Cí couldn’t believe it.
Gods in heaven! What else can possibly go wrong?
Cí jumped down into the grave and tried to get the top back on, but the fortune-teller pushed him away. Xu tried moving the coffin himself, but when it fell he’d sprained his finger and could barely use it.
“Get away from him, you idiots!” cried the widow. “Hasn’t he suffered enough?”
With the help of some of the men from the family, Cí and Xu lifted the coffin out. They all went to the mausoleum to repair the coffin and clean the body again. Seeing how swollen Xu’s finger was, Cí took the jasmine-soaked sponge from him and dabbed at the dead man’s muddy shirt. The family members were happy to let him; the general belief was that the bad luck from touching a dead body only affected the person doing the touching.
Cí had dealt with so many dead bodies that he wasn’t superstitious.
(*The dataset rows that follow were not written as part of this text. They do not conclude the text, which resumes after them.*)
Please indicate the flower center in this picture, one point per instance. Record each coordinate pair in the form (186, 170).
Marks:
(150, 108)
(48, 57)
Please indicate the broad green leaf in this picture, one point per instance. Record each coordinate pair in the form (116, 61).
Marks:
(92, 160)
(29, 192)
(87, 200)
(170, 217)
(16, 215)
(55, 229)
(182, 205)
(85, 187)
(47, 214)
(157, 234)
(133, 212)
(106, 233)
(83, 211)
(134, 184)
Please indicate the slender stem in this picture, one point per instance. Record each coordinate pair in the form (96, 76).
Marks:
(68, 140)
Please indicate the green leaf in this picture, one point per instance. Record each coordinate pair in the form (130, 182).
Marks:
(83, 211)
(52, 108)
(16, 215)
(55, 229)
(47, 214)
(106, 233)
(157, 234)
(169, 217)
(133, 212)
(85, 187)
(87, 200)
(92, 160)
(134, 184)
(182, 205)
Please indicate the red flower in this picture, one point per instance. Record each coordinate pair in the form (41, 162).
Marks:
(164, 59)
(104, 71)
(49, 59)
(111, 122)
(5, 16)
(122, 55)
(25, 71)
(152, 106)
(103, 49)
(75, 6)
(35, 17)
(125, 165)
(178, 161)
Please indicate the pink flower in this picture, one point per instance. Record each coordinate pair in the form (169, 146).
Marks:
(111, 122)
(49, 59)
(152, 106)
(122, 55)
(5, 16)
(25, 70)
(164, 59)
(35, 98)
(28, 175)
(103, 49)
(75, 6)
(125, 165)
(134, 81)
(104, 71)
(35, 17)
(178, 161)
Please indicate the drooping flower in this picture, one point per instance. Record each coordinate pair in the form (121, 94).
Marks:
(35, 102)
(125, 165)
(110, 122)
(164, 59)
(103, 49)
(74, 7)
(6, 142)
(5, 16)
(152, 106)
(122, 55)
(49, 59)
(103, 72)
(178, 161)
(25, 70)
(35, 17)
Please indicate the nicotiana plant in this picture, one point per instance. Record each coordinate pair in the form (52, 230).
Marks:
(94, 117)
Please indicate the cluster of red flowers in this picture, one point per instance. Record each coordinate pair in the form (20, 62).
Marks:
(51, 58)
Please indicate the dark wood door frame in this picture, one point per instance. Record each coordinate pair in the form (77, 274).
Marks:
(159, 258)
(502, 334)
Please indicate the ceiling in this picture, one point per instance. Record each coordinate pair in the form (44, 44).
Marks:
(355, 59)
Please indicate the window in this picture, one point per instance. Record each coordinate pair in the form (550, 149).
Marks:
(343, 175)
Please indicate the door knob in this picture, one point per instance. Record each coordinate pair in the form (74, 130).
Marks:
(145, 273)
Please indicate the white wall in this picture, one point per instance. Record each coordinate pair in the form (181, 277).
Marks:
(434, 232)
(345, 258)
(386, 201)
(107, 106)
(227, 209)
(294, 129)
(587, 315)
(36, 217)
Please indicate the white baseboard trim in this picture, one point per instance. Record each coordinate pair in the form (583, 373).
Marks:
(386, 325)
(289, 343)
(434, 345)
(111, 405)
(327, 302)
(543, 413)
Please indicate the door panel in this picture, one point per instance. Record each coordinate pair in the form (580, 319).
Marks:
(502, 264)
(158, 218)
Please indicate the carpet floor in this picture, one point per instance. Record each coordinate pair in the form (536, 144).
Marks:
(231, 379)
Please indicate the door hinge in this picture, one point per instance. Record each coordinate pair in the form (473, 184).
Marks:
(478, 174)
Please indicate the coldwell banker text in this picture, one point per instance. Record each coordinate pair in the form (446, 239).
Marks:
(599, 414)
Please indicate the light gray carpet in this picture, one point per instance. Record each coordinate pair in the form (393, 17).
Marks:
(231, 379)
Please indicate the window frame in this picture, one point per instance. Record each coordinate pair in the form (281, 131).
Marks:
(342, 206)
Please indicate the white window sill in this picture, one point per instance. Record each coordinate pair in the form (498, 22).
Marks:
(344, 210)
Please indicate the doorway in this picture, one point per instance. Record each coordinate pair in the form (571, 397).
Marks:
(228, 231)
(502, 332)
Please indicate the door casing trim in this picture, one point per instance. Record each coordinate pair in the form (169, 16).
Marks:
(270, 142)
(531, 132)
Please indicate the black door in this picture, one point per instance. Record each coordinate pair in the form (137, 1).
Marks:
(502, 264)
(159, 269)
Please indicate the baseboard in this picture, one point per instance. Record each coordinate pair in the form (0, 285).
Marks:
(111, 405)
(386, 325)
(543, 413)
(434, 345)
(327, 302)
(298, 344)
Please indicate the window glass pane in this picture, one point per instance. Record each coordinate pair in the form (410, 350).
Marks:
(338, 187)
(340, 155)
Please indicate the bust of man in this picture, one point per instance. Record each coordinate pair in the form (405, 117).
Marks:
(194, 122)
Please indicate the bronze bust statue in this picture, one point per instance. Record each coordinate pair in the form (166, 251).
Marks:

But as he continued with the sponge, he noticed some marks at the neck.
He turned to the family elder. “Did someone apply makeup to the body?” Cí asked.
The man shook his head, surprised.
“How did he die?”
“Fell off a horse. Broke his neck.”
Cí checked the dead man’s eyelids.
“Mind telling me what you’re up to?” asked Xu. “Why don’t you stop annoying them so we can finish this job?”
But Cí wasn’t listening. He turned back to the elder and said, “Sir, there is no way this man died that way.”
“What—what do you mean?” stuttered the man. “His brother-in-law saw it all.”
“What you said may have happened, but it’s clear that, perhaps after being thrown from a horse, he was also strangled.”
He showed the elder the purple bruises on either side of the neck.
“These were hidden underneath some makeup. Not the best job, either. In any case, these bruises clearly correspond to a pair of powerful hands. Here and here,” he said, pointing to the bruising.